Hot Fuzz repeatedly strains at his choke collar throughout this date.  They meet Desiree and his first words are, "I think John Boy knows I like to be confrontational."  Later in the "Hot Tug" (boat instead of tub, ridiculous), Hot Fuzz asks John Boy what happened to his baby mama and talks pointedly about his father was not a presence in his own life. At dinner, Hot Fuzz tells John Boy that no one likes him in the house, attacks John Boy for not going to church, and suggests that he is using his son to manipulate Desiree.  John Boy walks away from the table, Desiree tells Hot Fuzz to back the hell off, and we at the BNU are just Sick Of the Whole Thing.  And also, if we hear Hot Fuzz talk about how he's going to "defend and protect Desiree's honor" One More Time We Will Start Throwing Things.   Because that doesn't have a damn thing to do with what Hot Fuzz is doing.  We despise lawyers.

"I'll be the Man.  Who Will Fight.  For Your Honor.  I'll Be The Hero.

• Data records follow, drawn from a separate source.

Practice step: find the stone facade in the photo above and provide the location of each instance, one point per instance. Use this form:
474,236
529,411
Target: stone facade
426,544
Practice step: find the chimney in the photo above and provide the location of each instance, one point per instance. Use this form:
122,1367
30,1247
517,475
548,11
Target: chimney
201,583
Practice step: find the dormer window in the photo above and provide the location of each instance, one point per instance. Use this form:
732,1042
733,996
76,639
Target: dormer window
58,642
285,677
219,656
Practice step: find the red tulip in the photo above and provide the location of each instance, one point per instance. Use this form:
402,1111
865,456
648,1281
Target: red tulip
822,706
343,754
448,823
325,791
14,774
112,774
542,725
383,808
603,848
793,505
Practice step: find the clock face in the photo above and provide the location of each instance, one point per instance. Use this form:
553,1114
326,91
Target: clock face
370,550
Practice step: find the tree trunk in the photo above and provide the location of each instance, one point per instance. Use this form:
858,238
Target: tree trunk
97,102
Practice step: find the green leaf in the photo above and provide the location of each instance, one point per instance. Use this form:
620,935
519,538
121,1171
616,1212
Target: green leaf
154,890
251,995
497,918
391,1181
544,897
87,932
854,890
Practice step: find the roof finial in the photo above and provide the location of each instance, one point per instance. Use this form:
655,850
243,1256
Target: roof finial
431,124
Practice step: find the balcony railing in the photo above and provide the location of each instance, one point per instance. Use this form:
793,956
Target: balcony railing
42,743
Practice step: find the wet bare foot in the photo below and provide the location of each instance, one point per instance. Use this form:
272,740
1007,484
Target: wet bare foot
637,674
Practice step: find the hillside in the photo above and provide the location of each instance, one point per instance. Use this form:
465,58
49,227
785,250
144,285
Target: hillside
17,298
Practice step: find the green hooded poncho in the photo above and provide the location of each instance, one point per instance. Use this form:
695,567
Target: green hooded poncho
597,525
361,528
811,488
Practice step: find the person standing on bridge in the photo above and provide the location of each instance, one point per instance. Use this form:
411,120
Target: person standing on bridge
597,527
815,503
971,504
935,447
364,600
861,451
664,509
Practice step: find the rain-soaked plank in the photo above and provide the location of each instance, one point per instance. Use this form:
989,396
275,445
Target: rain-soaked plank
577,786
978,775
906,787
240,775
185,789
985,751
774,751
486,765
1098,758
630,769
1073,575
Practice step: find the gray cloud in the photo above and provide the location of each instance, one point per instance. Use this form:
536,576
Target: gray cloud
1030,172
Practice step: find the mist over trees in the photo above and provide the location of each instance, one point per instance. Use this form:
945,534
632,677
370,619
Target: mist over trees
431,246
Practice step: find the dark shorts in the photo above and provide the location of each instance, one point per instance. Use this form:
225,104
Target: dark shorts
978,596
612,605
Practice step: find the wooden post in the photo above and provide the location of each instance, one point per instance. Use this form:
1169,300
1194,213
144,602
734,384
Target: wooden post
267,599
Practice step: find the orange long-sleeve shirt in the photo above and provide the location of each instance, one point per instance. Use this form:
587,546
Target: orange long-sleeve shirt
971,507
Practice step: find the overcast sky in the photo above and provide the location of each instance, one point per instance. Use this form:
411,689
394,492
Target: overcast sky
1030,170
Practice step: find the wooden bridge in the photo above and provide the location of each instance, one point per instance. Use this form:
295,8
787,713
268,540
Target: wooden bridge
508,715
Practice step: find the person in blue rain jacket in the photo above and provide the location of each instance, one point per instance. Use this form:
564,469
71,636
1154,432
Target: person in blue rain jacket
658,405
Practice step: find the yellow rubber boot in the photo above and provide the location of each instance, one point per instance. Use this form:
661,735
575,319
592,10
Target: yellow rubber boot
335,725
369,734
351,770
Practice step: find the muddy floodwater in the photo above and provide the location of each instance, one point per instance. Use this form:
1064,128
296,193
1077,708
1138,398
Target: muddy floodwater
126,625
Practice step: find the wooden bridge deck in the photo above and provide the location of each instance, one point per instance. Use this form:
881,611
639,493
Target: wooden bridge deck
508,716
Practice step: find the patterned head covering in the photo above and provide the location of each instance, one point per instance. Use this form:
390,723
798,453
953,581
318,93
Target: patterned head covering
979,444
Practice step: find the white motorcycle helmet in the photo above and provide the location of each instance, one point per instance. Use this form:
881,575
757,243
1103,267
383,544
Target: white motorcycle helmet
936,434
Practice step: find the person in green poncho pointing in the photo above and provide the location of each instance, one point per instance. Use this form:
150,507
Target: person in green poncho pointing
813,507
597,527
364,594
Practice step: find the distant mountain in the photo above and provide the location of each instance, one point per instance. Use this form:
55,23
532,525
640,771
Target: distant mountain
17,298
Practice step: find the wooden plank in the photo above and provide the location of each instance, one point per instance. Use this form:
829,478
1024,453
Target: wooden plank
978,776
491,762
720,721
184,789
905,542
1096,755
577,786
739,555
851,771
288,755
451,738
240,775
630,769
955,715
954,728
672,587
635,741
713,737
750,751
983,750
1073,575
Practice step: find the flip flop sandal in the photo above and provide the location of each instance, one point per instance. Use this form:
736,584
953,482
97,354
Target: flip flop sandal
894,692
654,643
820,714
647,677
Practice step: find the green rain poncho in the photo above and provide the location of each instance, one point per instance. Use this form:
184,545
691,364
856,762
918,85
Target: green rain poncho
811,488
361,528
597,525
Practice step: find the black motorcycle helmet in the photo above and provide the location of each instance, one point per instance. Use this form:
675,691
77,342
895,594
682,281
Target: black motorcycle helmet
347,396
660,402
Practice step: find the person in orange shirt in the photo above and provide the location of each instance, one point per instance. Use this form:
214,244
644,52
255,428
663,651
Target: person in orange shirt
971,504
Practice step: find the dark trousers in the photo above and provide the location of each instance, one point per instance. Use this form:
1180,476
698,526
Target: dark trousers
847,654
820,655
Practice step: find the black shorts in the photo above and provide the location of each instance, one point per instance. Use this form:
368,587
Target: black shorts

You'vebeendreamingof!!" sing ABe and KMu.  This Viewer eats another pretzel.

While John Boy is ickity, we actually think he is handling the situation reasonably well . . .until, In A Shocking Twist, HE GETS SENT HOME!!!  What??? And then he asks the camera how long until he can be seen in public with someone else, and declares that he intends to party it up on his last night in Munich [insert maniacal laughter].  

We simply cannot believe that Hot Fuzz got the rose.  While John Boy is a toad, we agree with him that "that was a fool decision."  But it doesn't really matter in the end, since neither of these turkeys should be around more than another 2 weeks.

At last it is the rose ceremony.  "Why hello, black swan," we think upon seeing Desiree's dress.  It is black.  and one-shouldered (we despise a one-shouldered dress). And has some kind of spangle/chicken wing thing going on.  And she is wearing it with a cape.  That may or may not have a hood.  We wonder if she has escaped her governess a party to Rendezvous With A Wicked Man.

Blah Blah, she tells Chris Harris she is falling for multiple guys.  Blah blah, she does not need a rose ceremony to decide who is going home.  As The Harrison demands "are you sure? Are you Really Sure?"  There are all manner of rumblings in the back room because Drew and HashTag heard Beefy James tell Mikey T that Beefy James owns Chicago already, and if he makes it to the final 4, he and Mikey T can Rule It Even More and take Tall and Exotic Ladies on Lake Michigan, and that Beefy James will be the next Bachelor, and and and . . .we are so tired, particularly when Drew starts talking about how Beefy James bothers him because Drew is a man of strong moral integrity.

"Pretty sure you aren't, if you have to bring it up," mutters KMu.

And to join Chris (yay), Brooks Brothers, and Hot Fuzz with roses, Desire picks;
1.  Abs
2.  HashTag
3.  Juan Ton
4. Drew
5.  Beefy James.  Ew.

Drew is all pissed about Beefy James!  Mikey T is going home!  He is sad.  We have moved on.

Stay tuned for next week, when they go to Barcelona, we can hope to finally hear more from Juan Ton, and there is some kind of confrontation regarding Beefy James.  Bleeeech.

-KLo.




2 Comments:

Anonymous Anonymous said...

By getting sent home early, Mikey T can get a head start on a Hot Tug on Lake Michigan LLC with Beefy James.
-CPa

7:11 AM  
Anonymous Anonymous said...

Did anyone else notice that they totally appeared to be hanging out inside an ice vagina? Just sayin'.